Commit 5419ff5
feat: hash partitioning satisfies subset (#19304)
## Which issue does this PR close?
- Closes #19269.
## Rationale for this change
See to issue #19269 for deeper rationale.
DF did not have the notion that being partitioned on a superset of the
required partitioning satisfied the condition. Having this logic will
eliminate unnecessary repartitions and in turn other operators like
partial aggregations.
I introduced this behavior with the `repartition_subset_satisfactions`
flag (default false) as there are some cases where repartitioning may
still be wanted when we satisfy partitioning via this subset property.

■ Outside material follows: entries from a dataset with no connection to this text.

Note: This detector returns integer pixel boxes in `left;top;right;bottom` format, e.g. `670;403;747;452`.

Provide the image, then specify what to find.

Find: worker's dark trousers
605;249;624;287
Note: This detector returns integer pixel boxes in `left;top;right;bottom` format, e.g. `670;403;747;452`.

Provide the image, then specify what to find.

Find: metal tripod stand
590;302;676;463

In particular, if when partitioned via Hash(a) there is data skew but
when partitioned on Hash(a, b) there is better distribution, a user may
want to turn this optimization off.
I also made it the case such that if we satisfy repartitioning via a
subset but the current amount of partitions < target_partitions, then we
will still repartition to maintain and increase parallelism in the
system when possible.
## What changes are included in this PR?
- Modified `satisfy()` logic to check for subsets and return an enum of
type of match: exact, subset, none
- Do in `EnforceDistribution`, where `satisfy()` is called, do not allow
subset logic for partitioned join operators as partitioning on each side
much match exactly, thus need to repartition if subset logic is true
- Created unit and sqllogictests
## Are these changes tested?
- Unit test
- sqllogictest
- tpch correctness
### Benchmarks
I did not see any drastic changes in benches, but the shuffle
eliminations will be great improvements for distributed DF.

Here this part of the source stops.